Parameter Description Pre-adjusted value
ppm Allowed signal deviation in m/z dimension 25
peakwidth Range of peak elution times (in seconds) 20-50 s
snthresh Threshold signal to noise ratio 10
prefilter Peak definition: Number of data points (n) exceeding a certain intensity threshold (I) k=3, I=100
mzdiff Accepted closeness of two signals in m/z dimension -0.001
noise Intensity cut-off, values below are considered as instrument noise 0
mzCenterFun Function to calculate the m/z center of a chromatographic peak weighted Mean (wMean)
integrate Integration method for peak quantification: 1 - Mexican hat filtered data, 2 - real data 1
fitgauss Peak parameterisation using Gaussian distribution FALSE
scanrange Perform peak picking in a scan range interval numeric(0)

 

 

 

ppm: Allowed signal deviation in m/z dimension

This centWave parameter ppm specifies the tolerance in m/z values for defining a signal in m/z dimension. This parameter is closely related to the mass accuracy of the mass spectrometer, which is traditionally expressed in parts per million (ppm).

Higher ppm values allow more m/z value variablity and lead to detection of a higher number of features (potential peaks), increasing false positives. Lower values can lead to missing out of signals, since the measured mass values may deviate from the true mass more than expected (this is common).

The illustration below shows a peak picking example using the same LC-MS data, where ppm parameter value was varied while all other centWave parameters were held constant.

 

 

 

mzdiff: Accepted closeness of two signals in m/z dimension

The mzdiff parameter specifies the allowed minimum distance of two co-eluting peaks in m/z dimension.
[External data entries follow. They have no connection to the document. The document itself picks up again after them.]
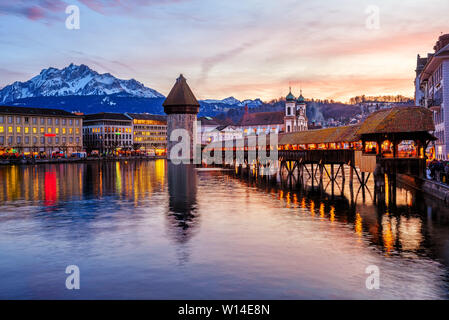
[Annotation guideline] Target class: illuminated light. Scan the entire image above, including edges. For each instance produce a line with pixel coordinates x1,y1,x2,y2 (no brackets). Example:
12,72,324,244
301,198,307,209
354,213,363,236
310,200,315,216
44,172,57,206
330,206,335,222
382,214,396,255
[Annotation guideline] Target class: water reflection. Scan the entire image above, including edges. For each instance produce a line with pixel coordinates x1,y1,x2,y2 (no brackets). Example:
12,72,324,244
167,162,199,243
240,165,449,266
0,160,449,299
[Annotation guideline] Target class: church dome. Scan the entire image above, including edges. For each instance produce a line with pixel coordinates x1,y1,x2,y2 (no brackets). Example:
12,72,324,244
296,92,305,103
285,89,296,101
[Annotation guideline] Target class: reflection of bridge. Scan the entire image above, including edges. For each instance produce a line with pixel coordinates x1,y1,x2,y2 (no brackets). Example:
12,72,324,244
205,107,435,194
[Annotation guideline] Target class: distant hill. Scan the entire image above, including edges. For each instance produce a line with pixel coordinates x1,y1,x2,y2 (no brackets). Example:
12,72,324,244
0,64,263,116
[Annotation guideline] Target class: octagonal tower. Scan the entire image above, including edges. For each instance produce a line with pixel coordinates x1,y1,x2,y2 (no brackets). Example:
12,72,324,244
162,74,200,159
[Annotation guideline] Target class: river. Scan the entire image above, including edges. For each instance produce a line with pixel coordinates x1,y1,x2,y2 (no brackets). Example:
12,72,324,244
0,160,449,299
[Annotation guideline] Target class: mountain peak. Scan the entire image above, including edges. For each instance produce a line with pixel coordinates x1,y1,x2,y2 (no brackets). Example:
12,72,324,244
0,63,164,103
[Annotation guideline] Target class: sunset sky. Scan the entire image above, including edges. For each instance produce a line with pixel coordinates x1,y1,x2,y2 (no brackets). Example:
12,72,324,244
0,0,449,101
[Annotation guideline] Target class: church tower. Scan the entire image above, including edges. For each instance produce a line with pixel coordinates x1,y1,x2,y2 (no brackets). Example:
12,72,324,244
284,88,296,132
296,90,308,131
162,74,200,159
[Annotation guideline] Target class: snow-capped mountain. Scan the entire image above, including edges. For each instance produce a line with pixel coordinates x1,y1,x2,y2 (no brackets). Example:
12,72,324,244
201,97,263,108
0,63,263,116
0,63,164,103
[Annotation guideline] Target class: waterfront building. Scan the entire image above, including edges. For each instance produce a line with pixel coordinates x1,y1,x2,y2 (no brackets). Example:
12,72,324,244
284,88,308,132
197,117,243,145
237,106,284,136
83,112,133,153
0,106,83,155
125,113,167,155
415,34,449,160
163,74,200,159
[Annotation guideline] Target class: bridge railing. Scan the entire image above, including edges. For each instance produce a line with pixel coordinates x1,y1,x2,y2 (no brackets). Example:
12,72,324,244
278,149,354,164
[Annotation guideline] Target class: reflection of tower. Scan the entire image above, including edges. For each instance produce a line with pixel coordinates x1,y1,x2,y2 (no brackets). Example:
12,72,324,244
296,90,308,131
168,162,198,243
163,74,200,159
284,88,296,132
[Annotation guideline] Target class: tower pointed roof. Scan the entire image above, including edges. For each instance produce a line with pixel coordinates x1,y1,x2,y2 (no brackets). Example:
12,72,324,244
285,87,296,101
297,89,305,103
162,74,200,114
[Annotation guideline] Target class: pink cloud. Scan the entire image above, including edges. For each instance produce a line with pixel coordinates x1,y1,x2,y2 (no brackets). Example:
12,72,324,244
0,0,67,21
79,0,190,14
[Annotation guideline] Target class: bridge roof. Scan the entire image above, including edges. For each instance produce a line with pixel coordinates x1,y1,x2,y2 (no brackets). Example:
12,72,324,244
279,125,360,145
357,106,435,135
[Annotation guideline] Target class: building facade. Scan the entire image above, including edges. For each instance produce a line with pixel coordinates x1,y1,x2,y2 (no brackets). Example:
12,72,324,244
415,34,449,160
236,106,285,136
83,112,134,154
284,89,308,132
0,106,83,156
125,113,167,155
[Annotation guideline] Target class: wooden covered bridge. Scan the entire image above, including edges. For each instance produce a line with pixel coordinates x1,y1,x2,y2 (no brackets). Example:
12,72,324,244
206,107,435,189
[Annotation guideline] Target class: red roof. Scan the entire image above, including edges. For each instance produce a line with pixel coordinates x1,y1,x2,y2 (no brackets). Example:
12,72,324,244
240,111,284,126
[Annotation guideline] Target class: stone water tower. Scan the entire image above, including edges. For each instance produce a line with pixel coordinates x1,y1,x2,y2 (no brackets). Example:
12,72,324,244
162,74,200,159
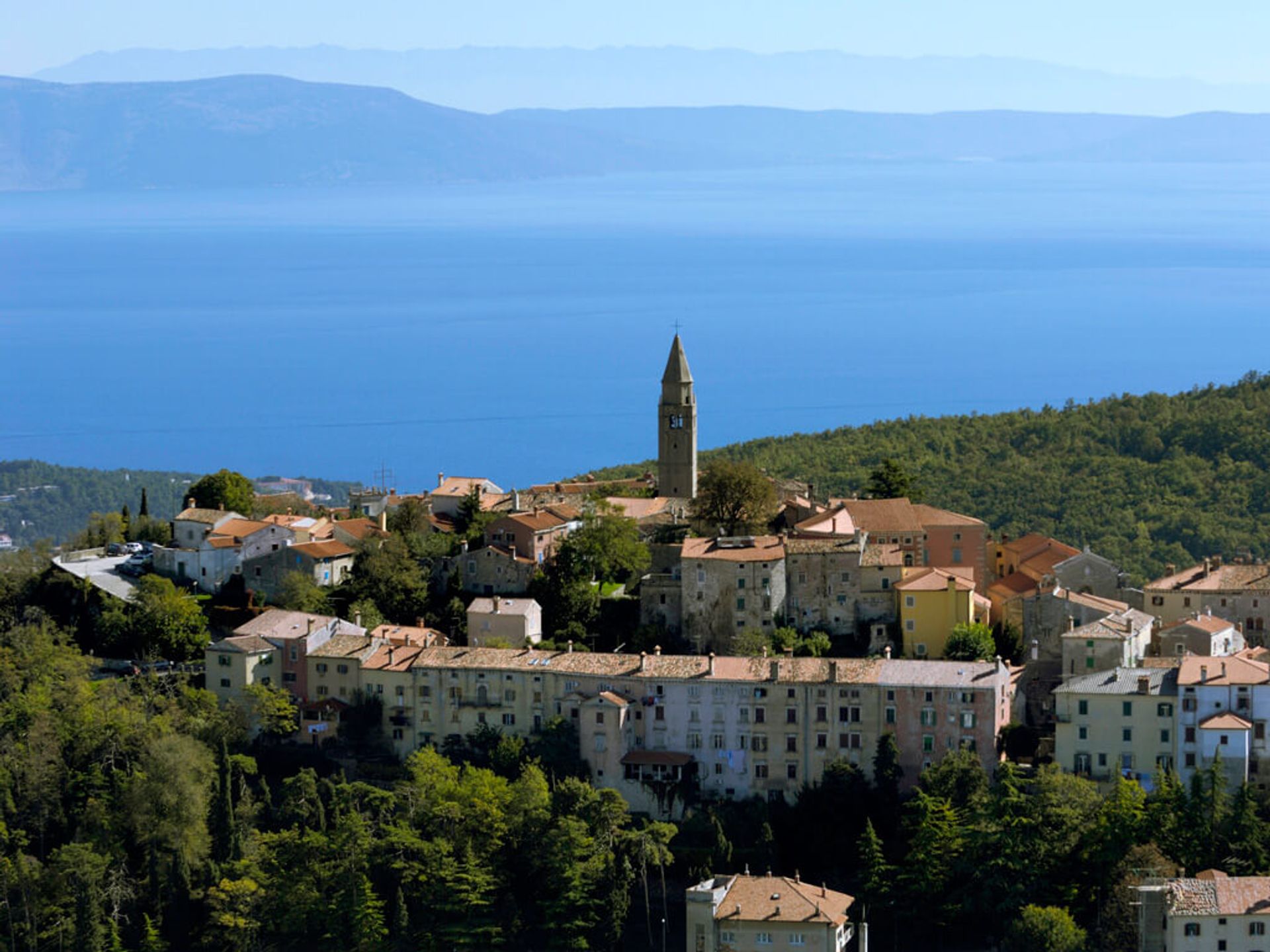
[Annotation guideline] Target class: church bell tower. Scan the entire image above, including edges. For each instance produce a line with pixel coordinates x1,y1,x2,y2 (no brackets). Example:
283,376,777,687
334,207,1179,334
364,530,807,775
657,334,697,499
An mzdiff value of 1 indicates that the m/z value of two signals with overlapping scan time (=retention time) be at least 1 m/z, in order for both signals to be included in the result peak list.

The centWave mzdiff parameter can also take negative values, indicating that the same data point can be allocated to two different peaks. Assigning negative mzdiff values has implications for further downstream processing steps, e.g., establishing correspondence of overlapping peaks across different samples. Higher mzdiff parameter values lead to detecting more features (potential signals), lower values reduce the number of features detected.

Below is an example using the same data processed with mzdiff values of 1 and 0.01.

 

 

 

noise: Intensity cut-off, values below are not considered

The ion detection in most mass spectrometers is accomplished with electron multipliers. These instruments are highly sensitive and produce electronic noise, which is visible as (usually) random data points below a certain intensity cut-off.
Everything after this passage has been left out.